Flores de plástico também morrem. Confira a coluna de Julie Fank
Desde criança, uma das coisas de que eu mais gosto é andar descalço. Em casa, na praia e até em sala de aula. Fico tão à vontade que dispenso até a meia. O que para minha mãe sempre foi sinal de rebeldia já me rendeu cacos de vidro incomodando por dias e algumas cicatrizes, mas também me fez – deve ser coisa de signo de terra – olhar sempre para onde piso.
Sei muito bem que cacos me rendem dor, que pedras posso suportar, qual areia é movediça. Eu já falei aqui, sempre tive medo de fogo, de isqueiro, de fósforo. Sempre tive medo de queimar, deve ser memória bruxesca, deve ser passado indígena incrustado na minha genealogia (sim, nem que eu não tivesse), deve ser porque aprendi a andar na água. Água e terra perdem para o fogo, dizia algum joguinho infantil. Não, acho que água ganha do fogo, não? Não quando um aquífero está embaixo da terra e não tem pra onde fugir. Nossos tesouros estão todos abaixo de nós.
Até ontem, havia partículas limpas protegendo nossos pulmões, hoje não sabemos mais. Um país quase no fim e a gente preocupado com a cor do laminado e a tinta que imita a natureza. Talvez não tenhamos mais o que imitar. E aí pode doer viver num lugar-simulacro, tão cuidadosamente arquitetado, tão bem decorado, todas as flores de plástico – prestes a morrer também.
“A floresta mais distante emite seus sinais.
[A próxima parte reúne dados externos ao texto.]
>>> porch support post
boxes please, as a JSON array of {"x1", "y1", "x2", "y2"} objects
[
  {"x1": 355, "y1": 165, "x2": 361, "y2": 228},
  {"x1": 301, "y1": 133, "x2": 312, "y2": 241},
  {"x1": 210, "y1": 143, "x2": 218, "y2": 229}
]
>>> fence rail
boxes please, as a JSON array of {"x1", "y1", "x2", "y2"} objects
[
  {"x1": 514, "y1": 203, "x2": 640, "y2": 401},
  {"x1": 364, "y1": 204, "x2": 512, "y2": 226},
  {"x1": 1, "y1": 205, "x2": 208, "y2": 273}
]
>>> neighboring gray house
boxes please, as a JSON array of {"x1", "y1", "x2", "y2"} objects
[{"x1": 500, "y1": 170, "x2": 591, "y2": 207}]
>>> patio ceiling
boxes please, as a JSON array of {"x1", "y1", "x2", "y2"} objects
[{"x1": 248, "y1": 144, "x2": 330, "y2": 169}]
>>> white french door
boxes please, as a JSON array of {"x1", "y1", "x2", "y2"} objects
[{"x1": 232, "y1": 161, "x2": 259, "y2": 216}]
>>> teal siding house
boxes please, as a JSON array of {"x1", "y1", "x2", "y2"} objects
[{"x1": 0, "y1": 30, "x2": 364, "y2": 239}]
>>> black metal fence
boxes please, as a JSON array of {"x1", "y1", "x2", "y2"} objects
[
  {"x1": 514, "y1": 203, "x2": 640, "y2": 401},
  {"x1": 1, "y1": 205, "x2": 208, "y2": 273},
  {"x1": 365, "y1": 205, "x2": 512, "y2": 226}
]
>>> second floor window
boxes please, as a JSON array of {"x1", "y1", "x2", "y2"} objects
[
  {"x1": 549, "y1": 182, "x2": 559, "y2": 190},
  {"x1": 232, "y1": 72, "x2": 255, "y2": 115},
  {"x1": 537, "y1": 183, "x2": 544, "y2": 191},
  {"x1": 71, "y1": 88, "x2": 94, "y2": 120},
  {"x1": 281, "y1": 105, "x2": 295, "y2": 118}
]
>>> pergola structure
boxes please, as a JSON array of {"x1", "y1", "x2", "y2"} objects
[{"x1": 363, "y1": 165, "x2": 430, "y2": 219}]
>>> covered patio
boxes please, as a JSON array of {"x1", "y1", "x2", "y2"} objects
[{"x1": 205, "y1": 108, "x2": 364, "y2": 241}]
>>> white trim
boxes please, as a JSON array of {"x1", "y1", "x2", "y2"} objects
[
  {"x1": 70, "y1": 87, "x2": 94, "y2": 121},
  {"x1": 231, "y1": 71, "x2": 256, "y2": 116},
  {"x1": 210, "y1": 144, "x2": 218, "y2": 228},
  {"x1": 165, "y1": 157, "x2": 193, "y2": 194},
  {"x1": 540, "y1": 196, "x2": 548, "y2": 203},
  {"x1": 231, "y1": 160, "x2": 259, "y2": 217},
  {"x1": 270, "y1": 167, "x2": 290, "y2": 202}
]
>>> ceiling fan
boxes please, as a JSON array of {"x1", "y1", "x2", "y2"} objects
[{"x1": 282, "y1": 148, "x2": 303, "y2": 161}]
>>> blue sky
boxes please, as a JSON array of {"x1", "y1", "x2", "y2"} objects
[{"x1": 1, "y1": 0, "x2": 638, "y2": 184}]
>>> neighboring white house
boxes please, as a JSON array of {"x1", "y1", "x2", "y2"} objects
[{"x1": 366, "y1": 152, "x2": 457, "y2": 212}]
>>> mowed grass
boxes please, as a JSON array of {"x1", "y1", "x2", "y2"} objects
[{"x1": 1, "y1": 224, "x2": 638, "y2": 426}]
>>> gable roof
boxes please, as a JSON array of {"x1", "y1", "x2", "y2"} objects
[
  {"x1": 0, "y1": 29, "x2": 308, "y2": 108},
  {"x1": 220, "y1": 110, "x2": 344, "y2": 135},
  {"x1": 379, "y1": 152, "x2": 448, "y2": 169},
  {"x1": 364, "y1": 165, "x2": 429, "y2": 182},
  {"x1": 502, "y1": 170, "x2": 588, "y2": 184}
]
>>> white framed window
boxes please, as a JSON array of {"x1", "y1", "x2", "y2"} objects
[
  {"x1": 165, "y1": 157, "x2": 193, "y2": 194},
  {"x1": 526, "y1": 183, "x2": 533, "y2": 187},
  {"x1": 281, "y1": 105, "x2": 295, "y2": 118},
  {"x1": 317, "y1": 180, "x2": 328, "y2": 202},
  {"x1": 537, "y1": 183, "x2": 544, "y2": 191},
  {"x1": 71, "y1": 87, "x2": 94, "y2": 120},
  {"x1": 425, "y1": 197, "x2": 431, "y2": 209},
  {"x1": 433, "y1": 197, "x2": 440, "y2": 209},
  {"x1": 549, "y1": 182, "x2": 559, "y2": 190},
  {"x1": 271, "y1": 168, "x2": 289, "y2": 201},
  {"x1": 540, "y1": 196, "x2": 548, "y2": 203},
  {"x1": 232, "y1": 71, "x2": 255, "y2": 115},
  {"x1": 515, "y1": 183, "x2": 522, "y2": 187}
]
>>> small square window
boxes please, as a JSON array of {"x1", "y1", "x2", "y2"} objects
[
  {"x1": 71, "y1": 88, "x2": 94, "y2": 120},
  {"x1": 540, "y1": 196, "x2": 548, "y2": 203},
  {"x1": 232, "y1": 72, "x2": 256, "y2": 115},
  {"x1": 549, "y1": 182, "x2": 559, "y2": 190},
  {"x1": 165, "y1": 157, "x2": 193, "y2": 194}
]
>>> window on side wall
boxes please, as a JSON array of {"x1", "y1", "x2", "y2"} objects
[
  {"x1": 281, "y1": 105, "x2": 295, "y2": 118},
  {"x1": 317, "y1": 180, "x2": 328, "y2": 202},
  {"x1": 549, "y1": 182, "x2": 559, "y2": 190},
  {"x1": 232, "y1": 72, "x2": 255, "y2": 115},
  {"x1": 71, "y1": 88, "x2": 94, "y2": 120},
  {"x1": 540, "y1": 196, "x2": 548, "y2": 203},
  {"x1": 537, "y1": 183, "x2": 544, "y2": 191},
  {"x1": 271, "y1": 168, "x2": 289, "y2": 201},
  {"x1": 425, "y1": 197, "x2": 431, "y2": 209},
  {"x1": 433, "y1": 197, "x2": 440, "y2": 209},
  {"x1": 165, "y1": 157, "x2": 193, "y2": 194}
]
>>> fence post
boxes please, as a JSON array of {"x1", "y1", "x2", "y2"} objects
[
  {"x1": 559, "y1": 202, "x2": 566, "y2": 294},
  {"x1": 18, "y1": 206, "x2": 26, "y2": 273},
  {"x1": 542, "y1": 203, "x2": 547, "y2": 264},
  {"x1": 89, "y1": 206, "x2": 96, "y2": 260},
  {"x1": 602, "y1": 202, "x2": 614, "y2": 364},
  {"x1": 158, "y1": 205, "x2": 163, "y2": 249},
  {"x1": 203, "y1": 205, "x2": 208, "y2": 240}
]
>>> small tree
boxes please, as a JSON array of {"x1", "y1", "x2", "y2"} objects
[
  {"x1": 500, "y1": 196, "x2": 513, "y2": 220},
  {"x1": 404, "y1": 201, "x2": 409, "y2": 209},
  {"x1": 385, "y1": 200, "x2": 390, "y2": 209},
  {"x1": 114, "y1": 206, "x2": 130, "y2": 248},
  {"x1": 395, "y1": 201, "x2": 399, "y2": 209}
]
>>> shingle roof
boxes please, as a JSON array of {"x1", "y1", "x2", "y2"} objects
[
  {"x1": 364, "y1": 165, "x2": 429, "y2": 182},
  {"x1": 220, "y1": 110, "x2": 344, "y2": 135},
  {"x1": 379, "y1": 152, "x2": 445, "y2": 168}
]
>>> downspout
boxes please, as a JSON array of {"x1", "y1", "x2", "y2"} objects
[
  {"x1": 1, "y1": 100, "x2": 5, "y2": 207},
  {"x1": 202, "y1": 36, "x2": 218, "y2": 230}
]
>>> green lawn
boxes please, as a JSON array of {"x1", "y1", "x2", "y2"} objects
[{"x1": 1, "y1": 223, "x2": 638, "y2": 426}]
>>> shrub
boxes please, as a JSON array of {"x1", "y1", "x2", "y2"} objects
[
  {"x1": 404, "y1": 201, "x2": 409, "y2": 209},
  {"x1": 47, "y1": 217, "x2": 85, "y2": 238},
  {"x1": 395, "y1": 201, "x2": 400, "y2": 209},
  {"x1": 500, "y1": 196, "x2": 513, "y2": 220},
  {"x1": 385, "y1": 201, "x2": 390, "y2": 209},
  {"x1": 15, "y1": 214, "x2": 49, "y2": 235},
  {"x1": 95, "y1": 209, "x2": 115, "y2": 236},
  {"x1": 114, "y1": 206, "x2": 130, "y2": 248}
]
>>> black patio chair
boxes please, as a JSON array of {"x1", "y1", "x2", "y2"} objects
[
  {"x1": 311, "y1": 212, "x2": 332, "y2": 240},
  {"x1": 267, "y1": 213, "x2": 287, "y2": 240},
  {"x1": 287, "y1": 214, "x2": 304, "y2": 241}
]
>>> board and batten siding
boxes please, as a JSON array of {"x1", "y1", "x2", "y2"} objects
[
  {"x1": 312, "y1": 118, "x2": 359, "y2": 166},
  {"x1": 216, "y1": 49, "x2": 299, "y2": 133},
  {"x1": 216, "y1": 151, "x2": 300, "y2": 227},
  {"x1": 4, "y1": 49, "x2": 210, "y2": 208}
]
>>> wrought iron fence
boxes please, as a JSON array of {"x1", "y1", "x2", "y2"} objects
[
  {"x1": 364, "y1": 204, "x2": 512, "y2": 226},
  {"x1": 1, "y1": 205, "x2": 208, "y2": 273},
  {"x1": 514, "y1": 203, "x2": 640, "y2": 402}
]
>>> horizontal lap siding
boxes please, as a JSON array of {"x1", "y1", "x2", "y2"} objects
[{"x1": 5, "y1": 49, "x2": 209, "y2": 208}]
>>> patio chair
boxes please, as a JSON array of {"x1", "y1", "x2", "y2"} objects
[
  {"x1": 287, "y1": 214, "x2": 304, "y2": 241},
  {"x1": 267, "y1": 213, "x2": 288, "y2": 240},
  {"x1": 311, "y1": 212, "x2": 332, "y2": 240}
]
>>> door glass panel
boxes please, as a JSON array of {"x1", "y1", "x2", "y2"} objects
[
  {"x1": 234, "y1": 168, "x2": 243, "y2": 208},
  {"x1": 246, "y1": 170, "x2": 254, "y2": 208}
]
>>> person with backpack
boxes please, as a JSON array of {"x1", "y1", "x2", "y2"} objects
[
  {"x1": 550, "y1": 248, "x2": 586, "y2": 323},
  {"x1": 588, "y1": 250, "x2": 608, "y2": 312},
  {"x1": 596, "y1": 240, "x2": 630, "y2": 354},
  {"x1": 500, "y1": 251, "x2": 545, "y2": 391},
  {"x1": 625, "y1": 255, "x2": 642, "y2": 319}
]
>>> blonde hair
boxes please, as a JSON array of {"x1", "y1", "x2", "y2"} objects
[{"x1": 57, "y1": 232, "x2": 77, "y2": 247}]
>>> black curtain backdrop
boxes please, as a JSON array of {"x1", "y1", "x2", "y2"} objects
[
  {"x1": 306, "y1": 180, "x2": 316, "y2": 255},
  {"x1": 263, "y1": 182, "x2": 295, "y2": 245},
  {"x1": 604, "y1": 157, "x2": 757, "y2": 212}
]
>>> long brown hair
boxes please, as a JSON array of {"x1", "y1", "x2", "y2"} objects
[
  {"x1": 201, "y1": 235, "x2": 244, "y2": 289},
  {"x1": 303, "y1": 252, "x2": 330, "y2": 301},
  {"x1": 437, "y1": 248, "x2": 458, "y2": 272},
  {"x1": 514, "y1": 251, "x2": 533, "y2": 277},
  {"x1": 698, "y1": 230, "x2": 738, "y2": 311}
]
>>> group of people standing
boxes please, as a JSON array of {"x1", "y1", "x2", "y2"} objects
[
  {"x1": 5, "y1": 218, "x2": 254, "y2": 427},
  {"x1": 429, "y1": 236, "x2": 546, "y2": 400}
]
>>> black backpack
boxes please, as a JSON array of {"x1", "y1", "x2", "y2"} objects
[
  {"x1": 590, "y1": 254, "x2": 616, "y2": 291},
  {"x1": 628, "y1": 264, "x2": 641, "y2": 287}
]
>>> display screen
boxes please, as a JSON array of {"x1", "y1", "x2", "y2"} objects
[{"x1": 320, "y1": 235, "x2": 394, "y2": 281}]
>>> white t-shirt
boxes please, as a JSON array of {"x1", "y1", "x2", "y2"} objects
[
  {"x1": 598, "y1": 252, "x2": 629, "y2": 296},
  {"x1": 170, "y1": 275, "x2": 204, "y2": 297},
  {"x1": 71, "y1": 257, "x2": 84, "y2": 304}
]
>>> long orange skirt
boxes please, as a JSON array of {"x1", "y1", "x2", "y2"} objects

Mas ela, em muito pouco, não estará mais lá.”
Escrevo este texto no momento em que a maior floresta do mundo morre carbonizada e uma nuvem negra paira sobre São Paulo – um recadinho de nenhuma palavra para péssimos entendedores. O texto, minha editora me conta, precisa falar sobre arquitetura. É possível falar de cidade sem olhar para o chão que chora sob nossos pés? Arquitetura honesta, arquitetura afetiva, arquitetura de papel de parede.
De que adianta construirmos casas mais sustentáveis e abolirmos o copinho de plástico enquanto preferimos o papel que imita a folhagem à floresta por ela mesma? Enquanto preferimos o papel à celulose que lhe dá origem? Sempre pensei que a expressão de pés descalços era um bom adjetivo para coisas genuínas, alinhadas com sua origem, para coisas que se sentem em casa. Mas como se sentir em casa, como saber onde pisamos se o chão pode não estar mais ali? A realidade corre perigo. E ainda estamos aqui. Nossos cinco sentidos prestam atenção no que podem. A floresta mais distante emite seus sinais. Mas ela, em muito pouco, não estará mais lá.
De que adianta planejar uma salinha alugada num prédio em chamas? É a terra que sabe, é ela que abriga, é ela que chora. Não há partida quando não há pra onde voltar. Não há descalço quando não há onde pisar. E tenho a sensação de que não há mais quando. Escrevo este texto no momento em que não há mais… as palavras estão em falta. Elas não têm mais conseguido. E flor nenhuma dará mais conta de sorrir amarelo fingindo ser de verdade quando não houver o que contemplar.